Mabus arranged the town hall to speak with a mix of entry-level Marine students from the School of Infantry-West and mid-career enlisted leaders studying at the Staff Noncommissioned Officers Academy about the Marine Corps’ plan to implement Department of Defense guidance to make all occupational specialties open to qualified Marines of either gender.
The plan includes information for women who may apply and qualify for infantry, armor, and artillery positions within the ground combat community, units which were formerly closed to female Marines, and their leadership.
Mabus spoke first about the sacrifices Marines have made in the years since Sept. 11, and praised the Marine Corps, calling it, “America’s away team.”

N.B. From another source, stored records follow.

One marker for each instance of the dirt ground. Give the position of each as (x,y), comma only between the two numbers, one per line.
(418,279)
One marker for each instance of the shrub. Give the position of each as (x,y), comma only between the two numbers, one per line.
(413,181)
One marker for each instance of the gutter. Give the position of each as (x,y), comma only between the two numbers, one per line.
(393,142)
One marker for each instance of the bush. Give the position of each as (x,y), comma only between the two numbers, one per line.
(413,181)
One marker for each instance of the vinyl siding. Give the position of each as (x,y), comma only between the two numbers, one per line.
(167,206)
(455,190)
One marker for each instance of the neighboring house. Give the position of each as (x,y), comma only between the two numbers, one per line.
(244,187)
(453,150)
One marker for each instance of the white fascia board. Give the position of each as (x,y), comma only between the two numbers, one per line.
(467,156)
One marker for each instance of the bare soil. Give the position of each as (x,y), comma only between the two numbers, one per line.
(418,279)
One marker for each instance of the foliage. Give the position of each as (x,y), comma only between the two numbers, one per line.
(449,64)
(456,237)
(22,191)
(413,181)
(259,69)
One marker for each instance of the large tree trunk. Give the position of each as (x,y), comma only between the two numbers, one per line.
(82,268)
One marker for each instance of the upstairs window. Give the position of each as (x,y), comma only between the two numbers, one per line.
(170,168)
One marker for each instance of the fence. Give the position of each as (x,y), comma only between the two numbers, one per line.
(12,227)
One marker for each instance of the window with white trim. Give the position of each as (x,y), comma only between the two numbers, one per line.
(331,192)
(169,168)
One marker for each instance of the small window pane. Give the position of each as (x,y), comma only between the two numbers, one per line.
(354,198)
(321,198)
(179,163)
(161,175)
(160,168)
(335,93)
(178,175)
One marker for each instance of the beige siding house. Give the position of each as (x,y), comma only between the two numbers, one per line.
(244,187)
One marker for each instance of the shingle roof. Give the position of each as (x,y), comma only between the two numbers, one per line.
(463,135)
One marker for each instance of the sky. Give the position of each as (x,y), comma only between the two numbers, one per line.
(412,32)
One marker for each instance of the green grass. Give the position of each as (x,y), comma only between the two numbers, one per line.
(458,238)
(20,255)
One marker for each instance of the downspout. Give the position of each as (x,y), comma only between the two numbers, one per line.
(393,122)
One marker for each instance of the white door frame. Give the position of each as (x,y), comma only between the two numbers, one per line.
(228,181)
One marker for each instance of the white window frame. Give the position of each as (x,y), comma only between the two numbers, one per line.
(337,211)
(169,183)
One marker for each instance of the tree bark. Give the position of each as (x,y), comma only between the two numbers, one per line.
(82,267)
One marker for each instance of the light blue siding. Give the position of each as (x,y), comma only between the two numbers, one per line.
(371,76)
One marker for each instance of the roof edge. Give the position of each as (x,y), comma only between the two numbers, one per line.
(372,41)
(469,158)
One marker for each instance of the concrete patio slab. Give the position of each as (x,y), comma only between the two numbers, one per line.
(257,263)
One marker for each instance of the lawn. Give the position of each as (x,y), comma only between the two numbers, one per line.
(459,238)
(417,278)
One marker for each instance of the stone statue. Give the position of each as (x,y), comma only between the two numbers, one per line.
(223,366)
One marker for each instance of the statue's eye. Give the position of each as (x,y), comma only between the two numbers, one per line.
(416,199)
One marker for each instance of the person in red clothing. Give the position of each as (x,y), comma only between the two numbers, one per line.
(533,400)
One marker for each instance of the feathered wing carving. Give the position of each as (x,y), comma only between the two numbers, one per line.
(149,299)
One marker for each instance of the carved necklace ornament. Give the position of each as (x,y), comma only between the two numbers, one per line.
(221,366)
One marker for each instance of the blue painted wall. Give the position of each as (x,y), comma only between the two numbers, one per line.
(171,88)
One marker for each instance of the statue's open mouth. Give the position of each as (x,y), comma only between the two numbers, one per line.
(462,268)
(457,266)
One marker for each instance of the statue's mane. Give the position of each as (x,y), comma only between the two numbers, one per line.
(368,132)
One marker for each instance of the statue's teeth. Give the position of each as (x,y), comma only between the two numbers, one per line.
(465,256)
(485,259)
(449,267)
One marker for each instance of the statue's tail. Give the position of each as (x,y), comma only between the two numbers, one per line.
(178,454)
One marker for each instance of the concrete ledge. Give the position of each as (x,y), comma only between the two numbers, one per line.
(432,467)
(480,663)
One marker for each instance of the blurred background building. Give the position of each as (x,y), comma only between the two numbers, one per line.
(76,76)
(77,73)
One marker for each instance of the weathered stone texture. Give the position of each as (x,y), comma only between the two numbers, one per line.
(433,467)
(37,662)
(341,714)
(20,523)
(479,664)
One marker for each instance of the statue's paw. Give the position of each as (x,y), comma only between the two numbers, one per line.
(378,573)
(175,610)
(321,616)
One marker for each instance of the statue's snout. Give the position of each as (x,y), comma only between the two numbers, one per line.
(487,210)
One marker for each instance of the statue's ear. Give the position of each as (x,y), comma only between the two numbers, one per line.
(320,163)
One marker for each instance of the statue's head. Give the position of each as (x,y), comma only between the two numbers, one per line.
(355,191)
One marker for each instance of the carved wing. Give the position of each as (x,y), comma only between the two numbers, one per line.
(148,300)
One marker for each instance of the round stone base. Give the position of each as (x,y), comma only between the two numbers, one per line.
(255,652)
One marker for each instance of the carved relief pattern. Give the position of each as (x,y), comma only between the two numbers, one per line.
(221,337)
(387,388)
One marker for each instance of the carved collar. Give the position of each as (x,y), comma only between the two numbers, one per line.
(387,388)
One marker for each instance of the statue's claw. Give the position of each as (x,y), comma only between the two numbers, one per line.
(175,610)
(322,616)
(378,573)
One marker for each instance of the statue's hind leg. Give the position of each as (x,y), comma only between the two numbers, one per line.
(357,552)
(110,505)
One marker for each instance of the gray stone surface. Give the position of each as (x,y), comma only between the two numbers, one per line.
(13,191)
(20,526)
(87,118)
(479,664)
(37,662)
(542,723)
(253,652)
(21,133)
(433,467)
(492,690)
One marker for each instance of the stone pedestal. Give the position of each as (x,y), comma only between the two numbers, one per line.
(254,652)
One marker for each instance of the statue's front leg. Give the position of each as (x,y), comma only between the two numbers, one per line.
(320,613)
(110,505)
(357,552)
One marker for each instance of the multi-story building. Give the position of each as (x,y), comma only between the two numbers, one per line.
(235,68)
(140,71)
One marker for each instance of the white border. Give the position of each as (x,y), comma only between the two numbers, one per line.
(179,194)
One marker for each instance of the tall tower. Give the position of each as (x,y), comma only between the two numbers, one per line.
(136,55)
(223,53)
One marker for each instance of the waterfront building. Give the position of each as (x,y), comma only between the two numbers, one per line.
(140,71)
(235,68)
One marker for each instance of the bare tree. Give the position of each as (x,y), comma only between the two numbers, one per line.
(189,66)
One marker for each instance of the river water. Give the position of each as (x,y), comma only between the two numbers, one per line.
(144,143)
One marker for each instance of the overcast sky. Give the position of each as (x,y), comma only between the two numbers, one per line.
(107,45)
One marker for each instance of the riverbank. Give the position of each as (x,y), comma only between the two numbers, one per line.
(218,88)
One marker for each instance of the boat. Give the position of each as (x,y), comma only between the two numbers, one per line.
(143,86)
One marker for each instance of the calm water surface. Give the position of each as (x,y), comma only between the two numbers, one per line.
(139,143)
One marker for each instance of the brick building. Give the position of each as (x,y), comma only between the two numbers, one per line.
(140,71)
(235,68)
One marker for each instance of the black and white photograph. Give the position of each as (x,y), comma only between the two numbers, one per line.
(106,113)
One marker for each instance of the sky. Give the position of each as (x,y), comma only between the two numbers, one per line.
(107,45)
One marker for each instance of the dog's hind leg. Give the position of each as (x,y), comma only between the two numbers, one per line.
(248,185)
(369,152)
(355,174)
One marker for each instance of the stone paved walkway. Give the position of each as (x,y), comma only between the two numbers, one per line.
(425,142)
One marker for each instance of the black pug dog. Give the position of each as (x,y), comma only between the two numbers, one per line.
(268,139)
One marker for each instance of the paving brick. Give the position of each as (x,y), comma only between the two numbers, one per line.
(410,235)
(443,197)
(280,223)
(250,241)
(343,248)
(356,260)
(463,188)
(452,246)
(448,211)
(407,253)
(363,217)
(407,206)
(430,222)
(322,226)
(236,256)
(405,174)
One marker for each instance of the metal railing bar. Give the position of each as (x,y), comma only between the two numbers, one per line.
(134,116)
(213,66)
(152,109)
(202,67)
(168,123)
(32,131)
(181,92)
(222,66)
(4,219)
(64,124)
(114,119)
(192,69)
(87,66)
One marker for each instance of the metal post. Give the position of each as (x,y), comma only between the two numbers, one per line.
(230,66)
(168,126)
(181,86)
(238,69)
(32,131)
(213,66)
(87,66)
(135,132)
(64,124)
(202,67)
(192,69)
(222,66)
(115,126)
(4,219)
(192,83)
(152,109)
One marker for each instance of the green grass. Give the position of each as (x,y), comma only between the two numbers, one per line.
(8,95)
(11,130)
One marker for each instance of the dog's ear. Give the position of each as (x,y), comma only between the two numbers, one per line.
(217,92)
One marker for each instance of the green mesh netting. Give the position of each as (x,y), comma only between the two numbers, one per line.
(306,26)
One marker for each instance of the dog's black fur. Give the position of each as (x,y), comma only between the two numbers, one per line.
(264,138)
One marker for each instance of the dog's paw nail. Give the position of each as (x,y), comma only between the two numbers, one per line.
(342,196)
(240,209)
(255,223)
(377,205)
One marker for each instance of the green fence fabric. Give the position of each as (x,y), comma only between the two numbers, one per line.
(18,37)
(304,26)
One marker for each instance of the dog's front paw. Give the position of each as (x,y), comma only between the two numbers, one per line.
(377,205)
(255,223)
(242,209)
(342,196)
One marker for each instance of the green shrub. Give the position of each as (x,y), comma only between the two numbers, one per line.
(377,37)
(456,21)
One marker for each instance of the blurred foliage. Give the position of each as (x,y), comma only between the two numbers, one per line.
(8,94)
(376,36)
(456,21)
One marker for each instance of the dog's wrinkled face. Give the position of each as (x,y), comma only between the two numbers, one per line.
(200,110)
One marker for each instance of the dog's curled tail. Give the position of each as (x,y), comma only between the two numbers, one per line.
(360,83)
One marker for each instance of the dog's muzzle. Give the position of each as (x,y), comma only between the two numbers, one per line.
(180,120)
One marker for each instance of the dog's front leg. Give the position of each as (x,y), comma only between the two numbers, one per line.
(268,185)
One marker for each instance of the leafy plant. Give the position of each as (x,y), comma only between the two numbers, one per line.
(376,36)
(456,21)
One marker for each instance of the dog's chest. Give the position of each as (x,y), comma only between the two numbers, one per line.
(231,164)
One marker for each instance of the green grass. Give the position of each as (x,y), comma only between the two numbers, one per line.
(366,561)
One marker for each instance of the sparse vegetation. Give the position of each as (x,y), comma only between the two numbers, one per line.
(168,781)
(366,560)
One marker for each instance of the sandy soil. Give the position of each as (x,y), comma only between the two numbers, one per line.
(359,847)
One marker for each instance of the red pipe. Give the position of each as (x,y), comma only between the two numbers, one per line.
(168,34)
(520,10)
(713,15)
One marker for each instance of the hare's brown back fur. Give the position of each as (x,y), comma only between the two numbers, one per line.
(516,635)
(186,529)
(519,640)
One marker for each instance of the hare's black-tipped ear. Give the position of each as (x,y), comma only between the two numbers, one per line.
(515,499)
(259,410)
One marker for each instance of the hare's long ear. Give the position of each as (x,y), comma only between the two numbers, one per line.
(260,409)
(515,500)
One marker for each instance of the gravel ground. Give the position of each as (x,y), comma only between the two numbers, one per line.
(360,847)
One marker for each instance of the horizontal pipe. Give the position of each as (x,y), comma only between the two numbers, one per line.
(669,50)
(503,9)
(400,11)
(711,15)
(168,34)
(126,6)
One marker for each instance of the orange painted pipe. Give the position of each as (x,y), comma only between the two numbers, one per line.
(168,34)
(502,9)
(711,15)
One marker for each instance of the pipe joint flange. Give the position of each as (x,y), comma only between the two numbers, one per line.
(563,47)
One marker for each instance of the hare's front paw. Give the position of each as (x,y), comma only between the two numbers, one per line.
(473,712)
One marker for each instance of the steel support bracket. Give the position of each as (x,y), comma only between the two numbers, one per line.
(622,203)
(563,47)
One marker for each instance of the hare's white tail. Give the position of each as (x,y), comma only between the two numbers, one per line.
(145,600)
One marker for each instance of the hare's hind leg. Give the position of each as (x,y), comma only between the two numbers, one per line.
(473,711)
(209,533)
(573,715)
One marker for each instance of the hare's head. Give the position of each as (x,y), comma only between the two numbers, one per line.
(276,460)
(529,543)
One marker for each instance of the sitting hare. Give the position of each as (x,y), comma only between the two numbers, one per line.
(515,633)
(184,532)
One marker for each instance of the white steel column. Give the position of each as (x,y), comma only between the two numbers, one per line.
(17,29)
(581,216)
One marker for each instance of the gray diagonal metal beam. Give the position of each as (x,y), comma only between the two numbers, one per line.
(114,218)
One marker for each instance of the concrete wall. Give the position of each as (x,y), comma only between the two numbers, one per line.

He also spoke about plans to reinvigorate the amphibious and expeditionary spirit of the Navy-Marine Corps team, detailing ship acquisition goals and a focus on being sea based and forward deployed.
Next Mabus addressed the way ahead for screening, recruiting and training Marines for ground combat jobs.
“You don’t lower standards, ever,” said Mabus. “Let me repeat that; standards will not be lowered for any group.”
Mabus said he’d visited entry-level training at Marine Corps Recruit Depot Parris Island, South Carolina, as well as Officer Candidate School and The Basic School at Marine Corps Base Quantico, Virginia. He met with leaders and learned the differences and similarities between the ways men and women trained at each training command, and ultimately came away with a decision. Enlisted men and women will continue to train separately while in the earliest stages of their indoctrination, but will begin training together later in their development.
However, he again stressed that standards will not be lowered during the process.
“One of the questions I got at IOC was, ‘Five years from now, if no woman had made it through IOC. What happens?” Mabus said. “My response was, ‘[then] no woman made it through IOC. Standards aren’t going to change.’”
Mabus said diversity in the force is a strategic advantage and that by focusing on the capabilities of individual Marines the Corps can leverage talents where they can best serve the mission.
“Once you’ve set the standards, once you’ve made them job-related, and once you’ve said, ‘we are not going to change no matter what,’ then stuff like color doesn’t matter; gender doesn’t matter; who you love doesn’t matter,” he said. “It’s only, ‘can you do the job as a Marine?’”
The Marine Corps recently enhanced its screening process for Marines interested in those specific ground combat jobs now open to all.
Recruiters now administer the Ground Combat Arms Initial Strength Test to applicants seeking positions within the infantry, armor and artillery communities. Applicants must perform at least three dead-hang pull ups, run 1.5 miles in less than 13:30, and perform 44 crunches in two minutes, along with 45 ammo can lifts as popularized by the Combat Fitness Test. As Marines progress through their training pipelines, they will be tested and retested until they hit their fleet units—where they will be continually evaluated to ensure they meet or exceed the new gender-neutral standards.
Mabus said the net result of opening all jobs to all qualified Marines will be a stronger, more capable force.
“Whatever comes over the horizon at us, and whatever mission is given by our leadership, the United States Marine Corps is the greatest expeditionary fighting force the world has ever known,” Mabus said.